Compared to function macros, subprocess macros are relatively simple. However, they can still be very expressive!

Context Manager Macros

Now that we have seen what life can be like with macro expressions, it is time to introduce the macro statement: with!. With-bang provides macros on top of existing Python context managers. This provides both anonymous and onymous blocks in xonsh.

The syntax for context manager macros is the same as the usual with-statement in Python, but with an additional exclamation point between the with word and the first context manager expression. As a simple example,

with! x:
    y = 10
    print(y)

In the above, everything to the left of the colon (x) will be evaluated normally. However, the body will not be executed and y will not be defined or printed. In this case, the body will be attached to x as a string, along with globals and locals, prior to the body even being entered. The body is then replaced with a pass statement. You can think of the above as being transformed into the following:

x.macro_block = 'y = 10\nprint(y)\n'
x.macro_globals = globals()
x.macro_locals = locals()
with! x:
    pass

There are a few important things about this to notice:

  1. The macro_block string is dedented,

  2. The macro_* attributes are set before the context manager is entered so the __enter__() method may use them, and

  3. The macro_* attributes are not cleaned up automatically so that the context manager may use them even after the object is exited. The __exit__() method may clean up these attributes, if desired.

By default, macro blocks are returned as a string. However, like with function macro arguments, the kind of macro_block is determined by a special annotation. This annotation is given via the __xonsh_block__ attribute on the context manager itself. This allows the block to be interpreted as an AST, byte compiled, etc.

The convenient part about this syntax is that the macro block is only exited once it sees a dedent back to the level of the with!. All other code is indiscriminately skipped! This allows you to write blocks of code in languages other than xonsh without pause.

For example, consider a simple XML macro context manager. This will return the parsed XML tree from a macro block. The context manager itself can be written as:

import xml.etree.ElementTree as ET

class XmlBlock:

    # make sure the macro_block comes back as a string
    __xonsh_block__ = str

    def __enter__(self):
        # parse and return the block on entry
        root = ET.fromstring(self.macro_block)
        return root

    def __exit__(self, *exc):
        # no reason to keep these attributes around.
        del self.macro_block, self.macro_globals, self.macro_locals

The above class may then be used in a with-bang as follows:

with! XmlBlock() as tree:
    <note>
      <to>You</to>
      <from>Xonsh</from>
      <heading>Don't You Want Me, Baby</heading>
      <body>
        You know I don't believe you when you say that you don't need me.
      </body>
    </note>

And if you run this, you’ll see that the tree object really is a parsed XML object.

>>> print(tree.tag)
note

So in roughly eight lines of xonsh code, you can seamlessly interface with another, vastly different language.
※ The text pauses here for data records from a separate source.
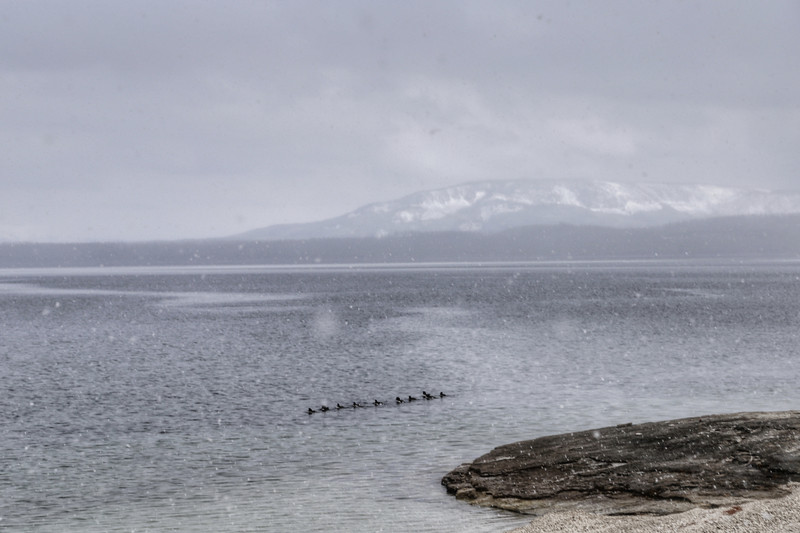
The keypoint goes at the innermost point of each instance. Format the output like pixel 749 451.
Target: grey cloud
pixel 214 118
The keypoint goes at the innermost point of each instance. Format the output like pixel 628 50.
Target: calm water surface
pixel 175 400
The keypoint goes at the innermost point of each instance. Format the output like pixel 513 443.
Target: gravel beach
pixel 763 516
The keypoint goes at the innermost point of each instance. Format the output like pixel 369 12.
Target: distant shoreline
pixel 746 237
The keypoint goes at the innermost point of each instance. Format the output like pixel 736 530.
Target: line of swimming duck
pixel 355 405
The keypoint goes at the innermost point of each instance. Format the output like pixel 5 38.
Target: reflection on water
pixel 158 400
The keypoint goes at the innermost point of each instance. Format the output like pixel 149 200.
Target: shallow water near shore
pixel 175 399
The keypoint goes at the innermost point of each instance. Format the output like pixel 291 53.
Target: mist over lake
pixel 152 398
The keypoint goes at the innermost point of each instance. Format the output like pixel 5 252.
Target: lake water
pixel 175 399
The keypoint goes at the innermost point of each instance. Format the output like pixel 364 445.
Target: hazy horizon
pixel 146 120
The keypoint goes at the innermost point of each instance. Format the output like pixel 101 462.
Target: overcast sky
pixel 142 120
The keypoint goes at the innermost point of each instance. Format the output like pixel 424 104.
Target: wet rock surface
pixel 651 468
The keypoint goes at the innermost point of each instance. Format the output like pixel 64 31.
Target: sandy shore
pixel 777 515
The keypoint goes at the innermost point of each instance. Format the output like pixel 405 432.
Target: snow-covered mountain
pixel 493 206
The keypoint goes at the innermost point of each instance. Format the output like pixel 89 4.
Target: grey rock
pixel 651 468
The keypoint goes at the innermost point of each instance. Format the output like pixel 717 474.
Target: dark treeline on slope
pixel 732 237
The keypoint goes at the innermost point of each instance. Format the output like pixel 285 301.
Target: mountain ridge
pixel 753 237
pixel 494 206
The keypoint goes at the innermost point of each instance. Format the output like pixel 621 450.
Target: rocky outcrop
pixel 655 468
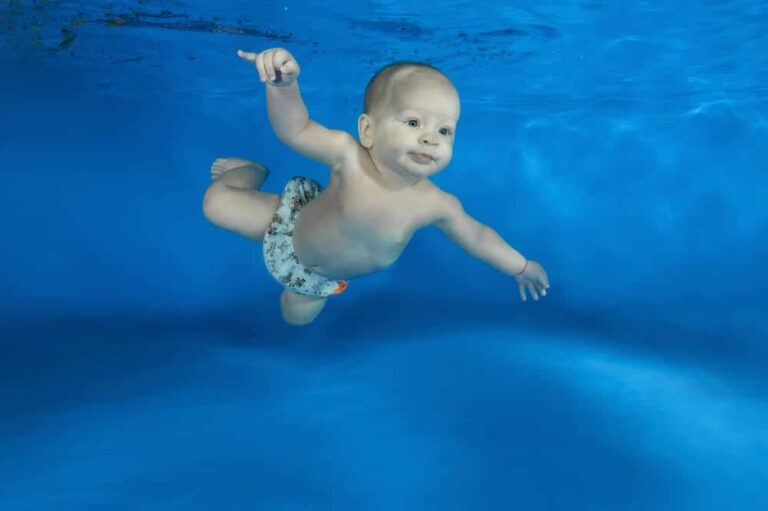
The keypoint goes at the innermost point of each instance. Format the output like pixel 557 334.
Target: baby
pixel 378 195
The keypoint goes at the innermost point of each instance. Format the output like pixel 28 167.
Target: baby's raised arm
pixel 288 115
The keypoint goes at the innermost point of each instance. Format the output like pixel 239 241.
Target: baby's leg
pixel 299 310
pixel 233 201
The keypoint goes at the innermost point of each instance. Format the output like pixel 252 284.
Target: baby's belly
pixel 330 247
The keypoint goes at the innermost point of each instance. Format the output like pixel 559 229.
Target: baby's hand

The possibilities for this are not limited to just markup languages or other party tricks. You could be a remote execution interface via SSH, RPC, dask / distributed, etc. The real benefit of context manager macros is that they allow you to select when, where, and what code is executed as a part of the xonsh language itself.

The power is there; use it without reservation!

Take Away

Hopefully, at this point, you see that a few well placed macros can be extremely convenient and valuable to any project.